The final frontier may be closer than you think.
Charles Simonyi, the software billionaire, has just come back from his visit to the International Space Station (ISS). Scotty from Star Trek — or at least a portion of the cremated remains of James Doohan, the actor who played him — is about to take flight. And everybody with an entrepreneurial eye and billion-dollar bankroll is buzzing about the prospect of commercial space flight for the masses.
I just have one question: If you’re flying to the moon and your bags end up in Cleveland, will they reimburse you for your troubles?
OK, so no one is promoting scheduled service to the Sea of Tranquility quite yet, but there are plenty of plans afoot to open up the heavens to those of us who aren’t incredibly rich or recently deceased. Spaceports are being built, travel agents are taking calls, and a handful of companies are already selling seats for upcoming flights. If you want to slip the surly bonds of Earth, it’s time to start planning.

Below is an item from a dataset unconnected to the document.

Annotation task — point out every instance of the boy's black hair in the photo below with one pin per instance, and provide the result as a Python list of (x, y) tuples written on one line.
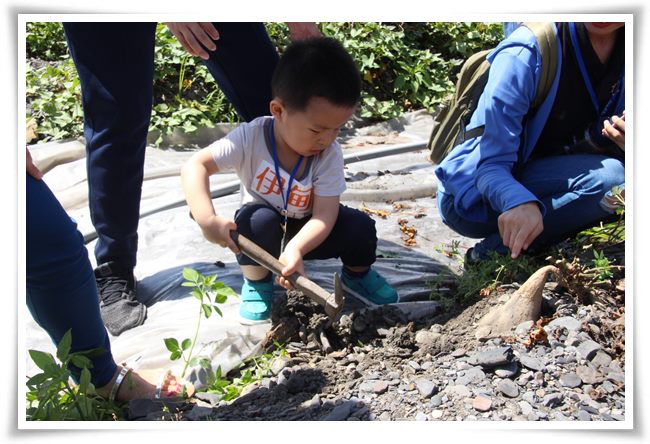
[(316, 67)]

We’ll all float on, alright
At this point, most of the proposed flights involve rocketing 100 km above the earth, experiencing four to five minutes of suborbital weightlessness and gliding safely back down to terra firma. Mission to Mars it’s not, but it’s obviously a bit more involved than catching the 6:30 shuttle from Logan to LaGuardia.
First, there’s the cost. , one of the front-runners in the commercial space race, is charging $200,000 for a seat on SpaceShipTwo, which it hopes to launch in 2009 or 2010. That’s a bargain compared to the $20–$25 million that a trip to the ISS will run you, but it’s still a hunk of Federation Credits.
The good news is that you may be able to buy that seat with frequent flyer miles or credit card rewards. Members of Virgin Atlantic’s Flying Club can book a spot for a mere 2 million miles, while American Express members can reserve a trip for 20 million points through . As soon as I get off work, I’m heading to Costco for a few RVs, a couple of diamond necklaces and every roll of toilet paper they’ve got.
Then there’s the preparation. Most of the trips currently being offered include several days of pre-flight training designed to prepare passengers for both the rigors and the wonders of space travel. Using centrifuges, hypoxic chambers and other high-tech simulators, passengers will get a better sense of the G-forces they’ll face during launch and re-entry and the weightlessness they’ll experience in between.
If you know what to expect, goes the logic, you’ll enjoy it more. You may even be able to avoid boldly barfing where quite a few have barfed before.
The sky’s the limit
Currently, you can count the number of space tourists on one hand, but the proponents of commercial space travel hope to expand that number exponentially in the years to come. And suborbital hops to experience zero-G flight and pearl-in-the-heavens views of Earth are apparently just the beginning.
, for example, hopes to blast past their sub-orbital competitors with flights that will have passengers circling Earth for up to a week. (Seats are $2 million each, although a few seats are apparently available at a promotional fare of $250,000.) And Space Adventures is advertising a trip to the dark side of the moon for a cool $100 million. You don’t get to land, but you do get to experience something that only Apollo astronauts and the members of Pink Floyd can appreciate.
Meanwhile, the folks at Virgin Galactic hope to build off Virgin Atlantic’s earth-based route map and eventually offer rocket-powered point-to-point service around the globe. New York to Hong Kong with a layover on the edge of space, perhaps, or London to Sydney with a spot of weightlessness thrown in.
Of course, such trips are still a long way off, but there’s certainly no harm in pondering what the future of commercial space travel might look like. Will there be meal service? Complimentary Tang and snack boxes at $5,000 a pop? And, assuming prices eventually come down to less-than-stratospheric levels, will space travel turn out to be an exciting alternative to air travel or simply take the stress and aggravation of flying to new heights?
I can already envision it. Ticket in hand, I board my flight, only to find that I’ve got the middle seat between Kirstie Alley and Refrigerator Perry. As I squeeze between them, the pilot announces that we’ll be delayed, although he doesn’t know for how long. As the minutes turn to hours, “The Fridge” starts snoring, Kirstie decides to call Jenny and I feel myself slipping into a barely suppressed state of space rage that I realize will accomplish absolutely nothing.
After all, in space no one can hear you scream.